September 11, 2011
The 9/11 memorial monument which was unveiled in NYC today. Photo: boston.com
I had just got home from a regular day in school, I was an 8th grader at the time. Just like any other day, I curled up on the couch to relax in front of the TV before starting on my homework. I flipped through the channels and remember zapping past one of the news channels a couple of times before finally stopping to see what it was about.
The first pictures I saw didn’t show the twin towers. There was no commentary, just footage of people walking around, fire fighters and paramedics, people being carried away on stretchers. My first thought was that I was watching some bombing in the middle east. Slowly it started to sink in and the reality of what I was watching hit me. I ran downstairs and turned on the TV in the living room, told my sister to come and look.

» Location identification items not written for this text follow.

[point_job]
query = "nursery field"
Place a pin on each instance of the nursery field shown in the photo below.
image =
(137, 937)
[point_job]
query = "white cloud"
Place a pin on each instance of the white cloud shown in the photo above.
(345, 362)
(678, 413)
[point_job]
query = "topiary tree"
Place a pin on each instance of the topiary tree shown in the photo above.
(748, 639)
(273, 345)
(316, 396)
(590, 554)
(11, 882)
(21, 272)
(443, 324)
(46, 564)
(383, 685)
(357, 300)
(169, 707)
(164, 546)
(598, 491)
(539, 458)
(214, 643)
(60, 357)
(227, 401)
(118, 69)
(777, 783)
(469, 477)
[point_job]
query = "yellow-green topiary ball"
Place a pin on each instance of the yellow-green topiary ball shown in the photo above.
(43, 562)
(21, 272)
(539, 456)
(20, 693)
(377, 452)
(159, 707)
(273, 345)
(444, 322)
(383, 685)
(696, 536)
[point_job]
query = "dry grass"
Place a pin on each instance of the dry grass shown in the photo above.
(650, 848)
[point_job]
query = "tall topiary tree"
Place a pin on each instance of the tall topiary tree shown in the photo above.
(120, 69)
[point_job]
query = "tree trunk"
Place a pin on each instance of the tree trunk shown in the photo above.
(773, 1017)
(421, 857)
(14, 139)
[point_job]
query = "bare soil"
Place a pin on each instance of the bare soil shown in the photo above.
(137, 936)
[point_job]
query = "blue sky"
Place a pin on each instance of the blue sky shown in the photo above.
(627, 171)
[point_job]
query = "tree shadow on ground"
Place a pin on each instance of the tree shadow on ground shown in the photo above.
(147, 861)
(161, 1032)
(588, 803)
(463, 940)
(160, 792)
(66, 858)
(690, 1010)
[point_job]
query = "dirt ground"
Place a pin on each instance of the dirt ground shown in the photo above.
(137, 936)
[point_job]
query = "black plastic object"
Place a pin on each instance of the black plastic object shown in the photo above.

My mom called from work, or I called her, I can’t remember which. She sounded sad and slightly distraught and told me to call my grandfather (who lives in Buffalo, NY) and my aunt (who lives in Boston, where two of the flights that were later hijacked departed from) to make sure they or any of our other relatives weren’t on an airplane that day.
I called my grandfather . I’d never heard him like that. It was like he was at a loss for words and rambling at the same time. I didn’t know what to say, the extent of it hadn’t really hit me yet.
I remember the front pages of the newspapers, the photos of the burning twin towers were splayed across the pages for weeks.
I think it was a year later that I wrote an essay in school about the attacks, and my experience of it. My teacher gave me a top grade on my paper and saved it to use as an example for her future students.
What were you doing on September 11th, 2001?